Hoje em dia mais pacientes ficam sempre mais exigentes, por isso é fundamental reabilitar a superfície ocular antes de fazer uma biometria. Além de tudo, se antes da cirurgia já temos uma condição de olho seco, depois só pode piorar, deixando o paciente insatisfeito e o cirurgião frustrado. Isso vai acontecer até se o paciente conseguir enxergar bem mas tendo sintomas que vão incomodar muito a qualidade de vida dele como fotofobia, sensação permanente de corpo estranho e baixa de qualidade de visão intermitente, mesmo com 20/20 4.


Dr. Miguel Padilha: E no pós operatório? Por quê muitos pacientes parecem exacerbar as manifestações de olho seco após a facectomia?

Dr. Luca Gualdi Cada corte na córnea gera indiretamente olho seco, com a consequente denervação das fibras nervosas impactando sobre sensibilidade e hipoestesia, reduzindo o piscar 5. Este fator combinado com outros (como o tempo da cirurgia, a luz do microscópio, o blefarostato, os colirios com preservativos, midriáticos, anti-inflamatórios, antibióticos, anestésicos e esterilizantes utilizados no dia da cirurgia e no pós-operatório podem impactar negativamente nos sintomas do paciente.
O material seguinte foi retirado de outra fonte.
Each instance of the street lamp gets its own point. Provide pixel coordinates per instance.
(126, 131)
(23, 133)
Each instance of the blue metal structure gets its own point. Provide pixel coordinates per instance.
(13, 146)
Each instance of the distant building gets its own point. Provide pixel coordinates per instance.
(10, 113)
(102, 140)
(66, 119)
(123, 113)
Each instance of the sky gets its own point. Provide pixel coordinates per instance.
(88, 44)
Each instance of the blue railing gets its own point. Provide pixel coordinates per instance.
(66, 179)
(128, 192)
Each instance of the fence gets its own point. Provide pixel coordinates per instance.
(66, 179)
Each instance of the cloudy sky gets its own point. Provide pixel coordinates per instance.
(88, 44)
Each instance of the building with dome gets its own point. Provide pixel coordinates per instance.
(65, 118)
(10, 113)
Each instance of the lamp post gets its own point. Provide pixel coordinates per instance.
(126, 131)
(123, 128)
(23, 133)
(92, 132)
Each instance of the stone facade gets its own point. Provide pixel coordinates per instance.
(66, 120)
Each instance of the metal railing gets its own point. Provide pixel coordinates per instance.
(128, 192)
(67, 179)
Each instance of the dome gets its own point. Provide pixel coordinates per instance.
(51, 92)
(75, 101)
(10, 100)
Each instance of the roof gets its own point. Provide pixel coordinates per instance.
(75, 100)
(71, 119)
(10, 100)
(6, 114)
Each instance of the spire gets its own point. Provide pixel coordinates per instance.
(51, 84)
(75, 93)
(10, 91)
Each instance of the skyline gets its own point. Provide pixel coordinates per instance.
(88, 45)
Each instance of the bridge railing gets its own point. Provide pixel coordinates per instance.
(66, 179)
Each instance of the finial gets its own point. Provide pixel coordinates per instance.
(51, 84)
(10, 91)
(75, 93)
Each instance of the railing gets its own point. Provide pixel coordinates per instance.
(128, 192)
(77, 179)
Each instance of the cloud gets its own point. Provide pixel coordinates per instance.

Um dos problemas maiores são os pacientes com dry-eye/MGD pré-operatórios assintomáticos. A maiorìa deles tem testes lacrimais alterados ou sub-atrofia na meibografia. O impacto da cirurgia nesses pacientes pode ser devastador, como eles nunca tiveram sintomas antes. Por isso hoje em dia é muito importante falar claro previamente, incluindo esta situação no consentimento informado.


Dr. Miguel Padilha: Como você administra a situação onde o paciente não responde bem a um tratamento padrão para olho seco mas quer uma lente Premium?

Dr. Luca Gualdi Como pode acontecer em medicina, raras vezes algum paciente não responde bem a um tratamento padrão. Se isto acontece não vai ser uma boa idéia um implante Premium, sobretudo de tipo difrativo pois as aberraçoes da LIO irão se juntar com aquelas topográficas da superficie ocular e o resultado biométrico também pode estar em risco. O olho seco è uma patologia cronica e qualquer tratamento pode não deixar sumir os sintomas completamente, mas só pode melhorar essa condição. Sempre é fundamental explicar bem esse aspecto para cada paciente. Se as medidas biométricas, topográficas e tomográficas pré-operatórias não vão dar valores certos, vale a pena tentar resolver de qualquer maneira a irregularidade que gera os valores errados. Atualmente temos vários tratamentos a disposição. A luz pulsada (IPL) conjunta com a expressão forçada das glándulas de Meibômio (MGX) é uma das melhores opções para melhorar as medidas pré-operatórias (Fig.3).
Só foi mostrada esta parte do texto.